'Mr Wilder and Me' — Anti-fascist punch hidden in light reading

December 6, 2020
Issue 
Cover of Mr Wilder and Me by Jonathan Coe

Mr Wilder and Me
By Jonathan Coe
Penguin, 2020, 246 pp., $26.99

Originally from Austria, Billy Wilder was a force to be reckoned with in Hollywood from the 1930s, gathering 28 Oscars in his illustrious career. In the early 1960s his string of hits started to falter and, in the town where you are only as good as your last movie, he hit the skids.

In Mr Wilder and Me we meet him in the 1970s as he makes his final film, Fedora, which is somewhat of an allegory of his own story – an aging, washed up character still possessed by a creative spark.
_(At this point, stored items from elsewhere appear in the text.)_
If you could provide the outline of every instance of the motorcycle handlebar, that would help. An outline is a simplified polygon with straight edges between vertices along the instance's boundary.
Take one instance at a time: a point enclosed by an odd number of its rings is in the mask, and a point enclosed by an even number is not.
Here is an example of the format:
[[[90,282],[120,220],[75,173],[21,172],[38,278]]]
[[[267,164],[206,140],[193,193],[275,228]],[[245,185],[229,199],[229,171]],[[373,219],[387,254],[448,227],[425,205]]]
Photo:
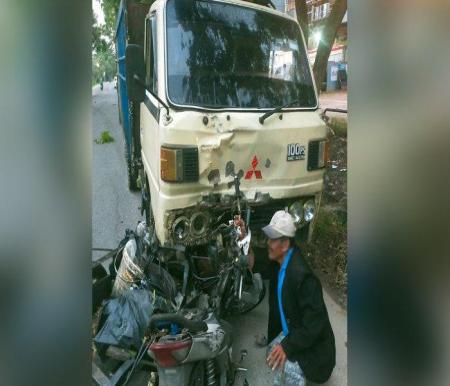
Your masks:
[[[154,330],[158,324],[175,323],[181,328],[187,328],[190,332],[202,332],[208,330],[208,325],[203,320],[189,320],[180,314],[157,314],[150,318],[149,328]]]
The novel is narrated by a young Greek woman, Calista who quite accidentally works as a translator on the Greek island locations.
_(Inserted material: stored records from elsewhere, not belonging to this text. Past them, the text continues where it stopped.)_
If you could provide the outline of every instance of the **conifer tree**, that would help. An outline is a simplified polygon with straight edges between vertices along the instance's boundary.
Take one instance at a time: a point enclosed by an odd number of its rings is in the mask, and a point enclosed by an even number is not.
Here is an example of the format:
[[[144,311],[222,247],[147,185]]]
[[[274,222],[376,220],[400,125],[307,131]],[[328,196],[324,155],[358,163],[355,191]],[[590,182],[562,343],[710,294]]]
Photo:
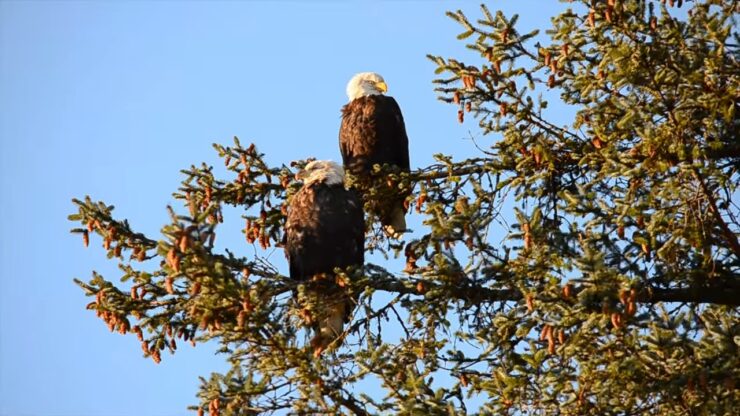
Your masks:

As an innocent abroad in this exotic movie world she slowly discovers the back story to Billy Wilder and so leads the reader through a history lesson about his films.
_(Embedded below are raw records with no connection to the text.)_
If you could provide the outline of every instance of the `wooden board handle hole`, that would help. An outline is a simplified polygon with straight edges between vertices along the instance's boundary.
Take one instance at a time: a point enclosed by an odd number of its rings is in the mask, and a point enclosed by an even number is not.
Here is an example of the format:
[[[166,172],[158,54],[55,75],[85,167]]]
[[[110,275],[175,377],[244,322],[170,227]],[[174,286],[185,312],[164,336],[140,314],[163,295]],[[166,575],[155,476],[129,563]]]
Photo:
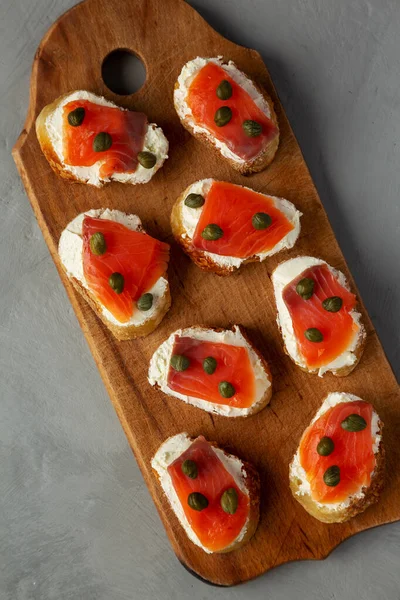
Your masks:
[[[131,50],[113,50],[103,60],[101,76],[109,90],[120,96],[139,91],[146,81],[146,67]]]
That would make for nothing more than a diverting holiday read except for an abrupt change mid-way through the novel where Coe stops writing in the narrator’s voice and instead gives us an object lesson in how Wilder wrote his scripts. But the script is the story of his life in the movies and how he fled Nazi Germany.

It is a powerful anti-fascist piece of writing, and it is followed with a note-perfect joke that is completely in keeping with Wilder’s comic style.

It was around this point that I realised that each time I stopped to contemplate a passage, or laughed out loud or even turned the page it was at a time decided for me by Jonathan Coe. He is an unobtrusive yet masterful story teller.

Mr Wilder and Me is not high art but is a Christmas time reading indulgence with a bit of a punch.